If I separate artwork at 300 dpi the dots are way to small to burn on a 305 or 200 mesh. So ideally 305 mesh could burn at about 65 lpi. But index "dots" are a lot smaller and won't burn nicely. If I reduce the dpi the dots are larger but then it doesn't look good printed. Is there something I'm missing?


----------



## TYGERON (Apr 26, 2009)

TshirtGuru said:


> If I reduce the dpi the dots are larger but then it doesn't look good printed. Is there something I'm missing?


So are you saying you actually used a lower dpi and did a print and it didn't look good or are you speculating?

If you do 150 dpi to around 200 dpi maximum, at 100% (you don't resize afterwards) and you use proper mesh and can hold that resolution, you should get a decent print. Of course there are other issues...the actual image, the number of colors you can print, how well you print, inks etc.

And remember the image looks more "grainy" on the computer monitor than the actual print will.


----------



## PositiveDave (Dec 1, 2008)

TshirtGuru said:


> If I separate artwork at 300 dpi the dots are way to small to burn on a 305 or 200 mesh. So ideally 305 mesh could burn at about 65 lpi. But index "dots" are a lot smaller and won't burn nicely. If I reduce the dpi the dots are larger but then it doesn't look good printed. Is there something I'm missing?


That's pretty much how it works!
With wet-on-wet you should get some mixing.
You need to work out what the lowest %dot you can reliably hold at 65lpi. e.g. An 8% 65lpi dot is equivalent to a 230dpi index print.


----------



## ShirlandDesign (Nov 29, 2009)

I run 190 dpi on 230's and have no problems with holding detail or moires. if you do you seps at a higher dpi and then re sample to 190 some times you will get better results than building your clut's at 190.


----------



## TshirtGuru (Jul 9, 2008)

Thanks,

Yes I printed some at 150dpi and the quality isn't there. I'll try 200 dpi. 

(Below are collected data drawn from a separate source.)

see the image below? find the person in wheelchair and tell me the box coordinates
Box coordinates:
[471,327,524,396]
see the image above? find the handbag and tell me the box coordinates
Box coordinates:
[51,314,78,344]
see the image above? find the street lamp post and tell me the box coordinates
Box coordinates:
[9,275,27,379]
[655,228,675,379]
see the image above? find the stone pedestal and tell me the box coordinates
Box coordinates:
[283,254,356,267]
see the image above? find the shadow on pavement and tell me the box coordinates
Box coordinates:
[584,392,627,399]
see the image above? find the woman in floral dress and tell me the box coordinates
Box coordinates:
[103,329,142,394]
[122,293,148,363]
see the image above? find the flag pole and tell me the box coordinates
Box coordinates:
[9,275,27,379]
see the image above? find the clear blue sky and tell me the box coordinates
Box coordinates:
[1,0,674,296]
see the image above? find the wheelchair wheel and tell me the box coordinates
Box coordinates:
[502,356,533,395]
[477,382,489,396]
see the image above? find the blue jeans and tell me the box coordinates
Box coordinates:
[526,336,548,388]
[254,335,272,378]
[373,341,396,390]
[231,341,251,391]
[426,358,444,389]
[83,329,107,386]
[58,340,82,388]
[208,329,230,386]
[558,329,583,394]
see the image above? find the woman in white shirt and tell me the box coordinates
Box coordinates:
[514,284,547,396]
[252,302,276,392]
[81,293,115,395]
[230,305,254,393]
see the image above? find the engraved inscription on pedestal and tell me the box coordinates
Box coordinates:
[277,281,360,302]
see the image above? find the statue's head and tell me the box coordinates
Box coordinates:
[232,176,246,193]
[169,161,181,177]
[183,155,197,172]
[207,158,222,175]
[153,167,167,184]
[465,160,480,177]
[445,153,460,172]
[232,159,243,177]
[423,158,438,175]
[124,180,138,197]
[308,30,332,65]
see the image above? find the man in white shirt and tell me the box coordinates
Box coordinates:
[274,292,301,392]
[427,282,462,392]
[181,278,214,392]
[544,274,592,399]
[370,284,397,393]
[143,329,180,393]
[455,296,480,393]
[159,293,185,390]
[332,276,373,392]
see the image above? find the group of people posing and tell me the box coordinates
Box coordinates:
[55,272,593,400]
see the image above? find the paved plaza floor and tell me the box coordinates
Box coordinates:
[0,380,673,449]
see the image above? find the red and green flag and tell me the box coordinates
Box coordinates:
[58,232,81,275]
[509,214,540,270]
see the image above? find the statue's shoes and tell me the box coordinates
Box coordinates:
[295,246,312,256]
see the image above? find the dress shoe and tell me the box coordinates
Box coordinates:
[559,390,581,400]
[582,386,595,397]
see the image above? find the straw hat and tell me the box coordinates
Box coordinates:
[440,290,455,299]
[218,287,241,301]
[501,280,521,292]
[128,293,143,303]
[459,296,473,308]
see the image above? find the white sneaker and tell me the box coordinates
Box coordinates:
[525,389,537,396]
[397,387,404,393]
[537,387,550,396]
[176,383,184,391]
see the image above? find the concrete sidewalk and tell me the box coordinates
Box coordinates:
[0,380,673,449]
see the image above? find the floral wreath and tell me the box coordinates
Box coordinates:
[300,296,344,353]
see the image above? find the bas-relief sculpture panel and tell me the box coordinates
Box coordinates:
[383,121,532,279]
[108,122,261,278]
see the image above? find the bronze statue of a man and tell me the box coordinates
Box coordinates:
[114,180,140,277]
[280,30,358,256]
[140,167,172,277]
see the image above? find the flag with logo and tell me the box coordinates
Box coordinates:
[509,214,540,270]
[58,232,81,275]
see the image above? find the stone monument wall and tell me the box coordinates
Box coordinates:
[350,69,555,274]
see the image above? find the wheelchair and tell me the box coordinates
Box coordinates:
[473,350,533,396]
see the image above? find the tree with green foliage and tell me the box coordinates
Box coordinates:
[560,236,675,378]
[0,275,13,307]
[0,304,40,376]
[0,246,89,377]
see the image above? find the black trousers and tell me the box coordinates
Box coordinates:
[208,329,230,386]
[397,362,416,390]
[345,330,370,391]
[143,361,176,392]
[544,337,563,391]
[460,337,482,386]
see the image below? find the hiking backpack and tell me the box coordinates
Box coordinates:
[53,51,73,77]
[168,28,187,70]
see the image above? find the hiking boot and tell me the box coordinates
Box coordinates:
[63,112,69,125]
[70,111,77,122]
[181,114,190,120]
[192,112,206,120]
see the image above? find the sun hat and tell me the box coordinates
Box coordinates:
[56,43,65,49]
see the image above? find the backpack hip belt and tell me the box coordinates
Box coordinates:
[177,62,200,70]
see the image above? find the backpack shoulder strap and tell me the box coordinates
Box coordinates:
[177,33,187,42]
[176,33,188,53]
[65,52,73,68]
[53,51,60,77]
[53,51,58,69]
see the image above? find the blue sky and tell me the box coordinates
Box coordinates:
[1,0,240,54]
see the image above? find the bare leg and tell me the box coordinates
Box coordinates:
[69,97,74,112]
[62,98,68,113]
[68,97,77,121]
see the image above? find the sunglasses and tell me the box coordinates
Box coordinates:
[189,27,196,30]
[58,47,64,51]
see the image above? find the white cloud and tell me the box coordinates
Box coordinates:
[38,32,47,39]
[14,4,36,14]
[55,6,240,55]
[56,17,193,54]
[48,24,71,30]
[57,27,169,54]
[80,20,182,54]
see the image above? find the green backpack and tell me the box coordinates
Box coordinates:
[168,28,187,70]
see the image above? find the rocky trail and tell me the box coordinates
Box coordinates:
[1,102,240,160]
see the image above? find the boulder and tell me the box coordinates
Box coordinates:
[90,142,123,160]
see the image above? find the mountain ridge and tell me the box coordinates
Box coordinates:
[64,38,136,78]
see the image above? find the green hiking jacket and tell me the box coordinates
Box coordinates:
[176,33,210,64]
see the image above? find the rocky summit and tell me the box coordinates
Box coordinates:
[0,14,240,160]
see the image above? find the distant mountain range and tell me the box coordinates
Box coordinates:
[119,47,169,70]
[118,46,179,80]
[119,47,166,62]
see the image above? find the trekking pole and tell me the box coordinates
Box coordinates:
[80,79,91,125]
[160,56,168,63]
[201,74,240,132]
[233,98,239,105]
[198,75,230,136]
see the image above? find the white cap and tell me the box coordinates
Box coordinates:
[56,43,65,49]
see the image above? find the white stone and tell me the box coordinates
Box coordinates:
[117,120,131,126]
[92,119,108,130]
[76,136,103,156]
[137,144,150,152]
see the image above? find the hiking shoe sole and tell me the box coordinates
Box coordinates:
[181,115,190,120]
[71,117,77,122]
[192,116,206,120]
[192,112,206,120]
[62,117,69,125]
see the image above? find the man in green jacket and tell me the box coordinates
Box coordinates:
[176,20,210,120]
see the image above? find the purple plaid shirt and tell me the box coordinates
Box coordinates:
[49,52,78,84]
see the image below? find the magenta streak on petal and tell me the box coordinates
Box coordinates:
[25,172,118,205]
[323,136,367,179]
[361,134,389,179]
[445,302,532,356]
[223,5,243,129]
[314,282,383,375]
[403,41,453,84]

I'm also needing to print index or simulated process with dye discharge in a week, and the recommended highest mesh count is 156 or 158. Even if I put an extender in the dye discharge I find that it doesn't penetrate enough through 200 mesh or higher. 

So I suppose I need to use 35 or 45 lpi? How do you guys print with better detail with dye discharge?


----------



## TYGERON (Apr 26, 2009)

Post some pics of what you printed...


----------



## red514 (Jul 21, 2009)

for index separations, i do not recommend going higher then 200ppi using 305+ mesh counts. 180ppi is good for mesh counts 280+
if you are using lower then 280s i suggest 160ppi.
any lower then 160ppi and it will look like a pointillist painting, very heavy stippled look (could be cool for certain designs)

i have found that an index 'dot' at 180ppi is ~equal too a 5%halftone dot done at 55lpi


----------



## red514 (Jul 21, 2009)

TshirtGuru said:


> Thanks,
> 
> Yes I printed some at 150dpi and the quality isn't there. I'll try 200 dpi.
> 
> ...


eeeek that dye discharge job is going to be very stippled.
i'd suggest doing a sample sep and printing out a composite to see if you like how it looks before going ahead with the print.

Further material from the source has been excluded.